Brasserie Montiel is a French restaurant in Charlottesville, and only about a 5 minute drive west of the UVA campus. With miniature candles illuminating every table and soft violin music playing in the background, their relaxed atmosphere is very conducive to conversation. In addition to the wide selection of vegetarian entrees, Brasserie Montiel also offers many mouth-watering vegetarian appetizers ideal for sharing. So for about $10-15 dollars per person, you can enjoy a romantic dinner with your significant other.
Brasserie Montiel offers more vegetarian appetizers and entrees than an average French restaurant in Charlottesville. There are different menus for breakfast, lunch and dinner, each with a variety of options for vegetarians. In the dinner section, the appetizers include dishes like the Baked Brie Cheese and Berries, Asparagus Baked Fig and Berry Compote. For my visit, I ordered an Eggplant, Portobello Mushroom, Seitan Moussaka as my entrée and a Wild Berry Medley and Grand Marnier Sabayon for dessert.
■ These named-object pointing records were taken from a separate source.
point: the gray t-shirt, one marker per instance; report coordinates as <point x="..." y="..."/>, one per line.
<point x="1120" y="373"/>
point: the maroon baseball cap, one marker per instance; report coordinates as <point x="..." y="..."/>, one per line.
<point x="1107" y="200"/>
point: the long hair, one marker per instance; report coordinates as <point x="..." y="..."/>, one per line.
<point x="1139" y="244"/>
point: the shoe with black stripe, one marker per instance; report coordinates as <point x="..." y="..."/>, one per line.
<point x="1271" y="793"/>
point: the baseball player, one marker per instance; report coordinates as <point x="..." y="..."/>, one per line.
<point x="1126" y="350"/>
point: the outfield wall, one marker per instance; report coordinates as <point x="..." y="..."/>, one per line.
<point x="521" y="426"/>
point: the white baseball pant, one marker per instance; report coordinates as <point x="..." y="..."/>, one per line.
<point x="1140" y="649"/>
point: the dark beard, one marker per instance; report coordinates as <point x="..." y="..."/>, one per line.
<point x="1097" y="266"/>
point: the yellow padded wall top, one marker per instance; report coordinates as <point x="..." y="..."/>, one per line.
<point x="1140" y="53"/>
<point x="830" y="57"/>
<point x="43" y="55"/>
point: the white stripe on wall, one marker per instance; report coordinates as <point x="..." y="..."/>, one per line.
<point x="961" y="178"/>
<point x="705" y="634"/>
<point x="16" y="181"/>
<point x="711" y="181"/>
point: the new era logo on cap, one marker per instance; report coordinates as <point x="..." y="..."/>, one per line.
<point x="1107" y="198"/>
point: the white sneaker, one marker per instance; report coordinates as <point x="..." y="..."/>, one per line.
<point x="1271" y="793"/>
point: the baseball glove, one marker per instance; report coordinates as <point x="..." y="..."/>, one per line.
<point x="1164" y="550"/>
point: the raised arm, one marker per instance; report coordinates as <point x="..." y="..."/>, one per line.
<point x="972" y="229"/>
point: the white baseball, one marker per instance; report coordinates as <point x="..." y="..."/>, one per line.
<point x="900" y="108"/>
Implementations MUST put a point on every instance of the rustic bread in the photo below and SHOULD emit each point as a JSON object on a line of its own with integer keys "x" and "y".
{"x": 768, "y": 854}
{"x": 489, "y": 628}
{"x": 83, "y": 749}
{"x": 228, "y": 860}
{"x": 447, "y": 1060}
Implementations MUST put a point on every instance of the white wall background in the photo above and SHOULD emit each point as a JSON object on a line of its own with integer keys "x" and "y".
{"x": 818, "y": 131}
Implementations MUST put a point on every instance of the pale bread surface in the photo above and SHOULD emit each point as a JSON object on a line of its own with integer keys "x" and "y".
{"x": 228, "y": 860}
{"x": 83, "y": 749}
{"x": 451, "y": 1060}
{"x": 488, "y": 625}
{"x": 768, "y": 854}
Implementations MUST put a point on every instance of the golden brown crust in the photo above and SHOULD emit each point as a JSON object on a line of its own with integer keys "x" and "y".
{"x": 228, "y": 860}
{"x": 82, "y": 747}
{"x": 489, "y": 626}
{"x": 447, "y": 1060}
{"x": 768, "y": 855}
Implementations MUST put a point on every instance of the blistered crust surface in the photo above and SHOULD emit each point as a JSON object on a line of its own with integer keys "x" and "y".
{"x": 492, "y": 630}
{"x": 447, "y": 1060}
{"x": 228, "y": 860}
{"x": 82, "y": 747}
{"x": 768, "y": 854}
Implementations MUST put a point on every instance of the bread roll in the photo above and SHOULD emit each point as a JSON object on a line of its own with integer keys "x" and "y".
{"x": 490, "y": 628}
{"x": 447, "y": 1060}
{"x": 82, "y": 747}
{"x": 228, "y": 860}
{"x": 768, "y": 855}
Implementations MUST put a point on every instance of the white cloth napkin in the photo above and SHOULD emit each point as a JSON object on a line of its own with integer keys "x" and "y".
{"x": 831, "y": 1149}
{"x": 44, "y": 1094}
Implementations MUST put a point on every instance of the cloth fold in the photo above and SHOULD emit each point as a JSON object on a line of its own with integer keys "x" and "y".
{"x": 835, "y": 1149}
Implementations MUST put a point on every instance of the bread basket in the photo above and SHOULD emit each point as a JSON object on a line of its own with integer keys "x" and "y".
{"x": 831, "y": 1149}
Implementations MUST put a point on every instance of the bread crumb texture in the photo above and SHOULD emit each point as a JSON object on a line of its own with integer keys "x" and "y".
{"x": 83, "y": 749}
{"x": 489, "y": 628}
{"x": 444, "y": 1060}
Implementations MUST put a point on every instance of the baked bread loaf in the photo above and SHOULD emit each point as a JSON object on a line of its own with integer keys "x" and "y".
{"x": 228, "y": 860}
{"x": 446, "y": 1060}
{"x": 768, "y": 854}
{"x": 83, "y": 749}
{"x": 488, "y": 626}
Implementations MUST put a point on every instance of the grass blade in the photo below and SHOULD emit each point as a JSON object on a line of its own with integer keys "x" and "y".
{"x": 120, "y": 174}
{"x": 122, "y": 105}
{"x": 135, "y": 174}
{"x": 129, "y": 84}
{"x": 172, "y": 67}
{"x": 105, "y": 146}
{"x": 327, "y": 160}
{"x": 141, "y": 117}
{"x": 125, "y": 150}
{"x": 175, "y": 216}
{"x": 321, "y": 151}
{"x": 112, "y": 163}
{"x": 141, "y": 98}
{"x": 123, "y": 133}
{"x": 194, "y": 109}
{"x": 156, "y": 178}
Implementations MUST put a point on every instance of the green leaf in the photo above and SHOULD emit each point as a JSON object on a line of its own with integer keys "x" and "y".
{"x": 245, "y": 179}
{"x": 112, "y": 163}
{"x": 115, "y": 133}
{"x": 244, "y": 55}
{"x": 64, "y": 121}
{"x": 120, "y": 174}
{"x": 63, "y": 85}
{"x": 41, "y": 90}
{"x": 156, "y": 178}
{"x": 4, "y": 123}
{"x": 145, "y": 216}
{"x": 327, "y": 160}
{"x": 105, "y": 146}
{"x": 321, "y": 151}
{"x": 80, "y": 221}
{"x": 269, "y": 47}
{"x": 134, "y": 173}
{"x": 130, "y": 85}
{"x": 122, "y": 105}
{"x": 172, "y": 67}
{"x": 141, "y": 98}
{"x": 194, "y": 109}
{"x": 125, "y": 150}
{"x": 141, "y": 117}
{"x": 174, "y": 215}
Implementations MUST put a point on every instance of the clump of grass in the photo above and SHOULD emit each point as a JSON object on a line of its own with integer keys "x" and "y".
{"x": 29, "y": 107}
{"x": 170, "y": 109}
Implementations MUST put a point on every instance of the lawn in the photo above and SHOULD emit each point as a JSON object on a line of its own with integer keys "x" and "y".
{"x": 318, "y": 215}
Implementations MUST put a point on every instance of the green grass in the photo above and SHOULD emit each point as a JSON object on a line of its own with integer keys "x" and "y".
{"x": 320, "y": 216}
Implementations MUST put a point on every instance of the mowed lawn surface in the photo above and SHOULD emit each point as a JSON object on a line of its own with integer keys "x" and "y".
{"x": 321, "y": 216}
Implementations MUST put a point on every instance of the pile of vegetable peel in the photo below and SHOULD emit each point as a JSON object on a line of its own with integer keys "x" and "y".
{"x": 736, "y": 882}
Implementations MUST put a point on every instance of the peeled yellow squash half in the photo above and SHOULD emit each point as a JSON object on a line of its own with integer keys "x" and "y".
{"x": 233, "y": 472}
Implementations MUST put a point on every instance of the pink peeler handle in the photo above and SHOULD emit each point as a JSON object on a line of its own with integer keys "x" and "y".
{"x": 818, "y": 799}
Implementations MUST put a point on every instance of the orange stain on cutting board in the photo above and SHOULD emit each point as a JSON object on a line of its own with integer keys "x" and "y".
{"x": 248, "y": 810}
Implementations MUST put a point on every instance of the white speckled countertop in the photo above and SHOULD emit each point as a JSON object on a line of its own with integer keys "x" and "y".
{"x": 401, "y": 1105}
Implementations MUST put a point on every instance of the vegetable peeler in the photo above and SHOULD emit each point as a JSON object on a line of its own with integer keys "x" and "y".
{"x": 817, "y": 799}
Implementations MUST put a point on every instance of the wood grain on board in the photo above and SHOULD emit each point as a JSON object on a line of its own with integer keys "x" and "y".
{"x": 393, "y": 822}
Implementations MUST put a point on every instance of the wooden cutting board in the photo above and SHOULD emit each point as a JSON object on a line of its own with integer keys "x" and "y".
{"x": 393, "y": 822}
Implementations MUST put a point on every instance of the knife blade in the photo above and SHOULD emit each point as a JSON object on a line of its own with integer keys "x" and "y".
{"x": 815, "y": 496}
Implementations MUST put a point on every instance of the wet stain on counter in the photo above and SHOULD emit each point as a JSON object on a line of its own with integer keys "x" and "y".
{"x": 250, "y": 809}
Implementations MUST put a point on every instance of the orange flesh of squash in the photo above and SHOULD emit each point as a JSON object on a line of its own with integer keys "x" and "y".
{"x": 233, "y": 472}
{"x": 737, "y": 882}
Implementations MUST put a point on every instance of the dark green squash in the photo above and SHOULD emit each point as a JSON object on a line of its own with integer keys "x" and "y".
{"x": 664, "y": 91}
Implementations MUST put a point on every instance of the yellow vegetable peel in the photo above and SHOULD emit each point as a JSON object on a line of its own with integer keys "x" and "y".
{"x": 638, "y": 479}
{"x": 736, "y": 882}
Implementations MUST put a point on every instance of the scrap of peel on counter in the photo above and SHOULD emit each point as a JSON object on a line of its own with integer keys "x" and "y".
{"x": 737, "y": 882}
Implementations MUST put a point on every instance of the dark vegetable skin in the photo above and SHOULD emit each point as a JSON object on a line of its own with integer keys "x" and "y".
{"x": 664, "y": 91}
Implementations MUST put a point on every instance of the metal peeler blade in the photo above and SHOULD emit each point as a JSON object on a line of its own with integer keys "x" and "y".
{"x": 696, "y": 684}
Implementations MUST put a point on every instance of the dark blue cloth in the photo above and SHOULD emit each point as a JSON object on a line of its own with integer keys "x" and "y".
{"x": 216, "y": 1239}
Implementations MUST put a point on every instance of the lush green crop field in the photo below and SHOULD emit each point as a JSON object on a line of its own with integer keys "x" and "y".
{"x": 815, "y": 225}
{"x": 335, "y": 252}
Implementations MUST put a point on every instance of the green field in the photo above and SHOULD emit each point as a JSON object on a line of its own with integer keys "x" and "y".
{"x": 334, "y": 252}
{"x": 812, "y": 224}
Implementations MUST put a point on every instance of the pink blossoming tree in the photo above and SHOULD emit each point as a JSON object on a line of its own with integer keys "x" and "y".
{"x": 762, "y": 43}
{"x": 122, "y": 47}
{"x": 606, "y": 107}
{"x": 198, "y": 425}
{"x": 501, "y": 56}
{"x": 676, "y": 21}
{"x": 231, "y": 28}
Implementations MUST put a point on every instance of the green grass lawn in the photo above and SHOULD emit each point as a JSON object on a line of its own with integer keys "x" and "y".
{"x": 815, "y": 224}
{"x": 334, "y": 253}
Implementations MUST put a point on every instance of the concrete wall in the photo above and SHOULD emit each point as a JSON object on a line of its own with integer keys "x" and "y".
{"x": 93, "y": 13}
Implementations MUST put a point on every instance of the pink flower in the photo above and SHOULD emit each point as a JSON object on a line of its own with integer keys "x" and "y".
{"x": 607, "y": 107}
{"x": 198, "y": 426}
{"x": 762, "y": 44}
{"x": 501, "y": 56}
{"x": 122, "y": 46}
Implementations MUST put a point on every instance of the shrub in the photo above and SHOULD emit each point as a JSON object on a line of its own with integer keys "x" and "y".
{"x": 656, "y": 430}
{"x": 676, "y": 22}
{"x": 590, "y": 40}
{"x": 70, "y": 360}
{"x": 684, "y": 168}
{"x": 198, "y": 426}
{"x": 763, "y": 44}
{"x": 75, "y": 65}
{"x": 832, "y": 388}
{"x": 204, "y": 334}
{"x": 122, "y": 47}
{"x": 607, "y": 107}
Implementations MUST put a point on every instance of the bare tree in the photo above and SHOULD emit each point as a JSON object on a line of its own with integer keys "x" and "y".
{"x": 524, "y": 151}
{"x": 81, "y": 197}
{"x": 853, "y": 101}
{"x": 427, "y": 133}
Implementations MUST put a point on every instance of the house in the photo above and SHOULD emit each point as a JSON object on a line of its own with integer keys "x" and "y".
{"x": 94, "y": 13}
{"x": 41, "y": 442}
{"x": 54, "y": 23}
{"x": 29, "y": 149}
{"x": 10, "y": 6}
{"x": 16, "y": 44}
I was surprised to find Seitan in my food because it isn’t typically served in French cooking. Seitan, wheat gluten used as imitation meat, has a sort of spongy, doughy taste to it. Typically eaten by Buddhist monks on a strict vegetarian diet, I felt appreciated that the chef’s consideration to vegetarians.
The sabayon was also delicious. Sabayon is a very light, fluffy custard-like dessert, made of egg yolks, sugar and sweet wine. My sabayon had a tinge of citrus as it melted in my mouth and balanced perfectly with the fresh, juicy berry medley of blackberries, blueberries and raspberries.
Eating the freshly baked bread that Brasserie Montiel served on the house reminded me of the infamous words of the female Chef, Collette , from Disney’s Ratatouille, “How can you tell how good bread is without tasting it? Not the smell, not the look, but the sound of the crust. Listen. [Bread crackles] Oh, symphony of crackle. Only great bread sound this way.” At Brasserie Montiel, the warm baguette crust crackled as I tore it apart and dipped it into the light, fluffy butter and the olive oil dressing. I felt like I was in France, sitting on the streets of Paris underneath an oversized red umbrella enjoying a meal outside on a warm summer’s day.
Sounds exquisite, oui? Your date will thing so, but your wallet will thank you.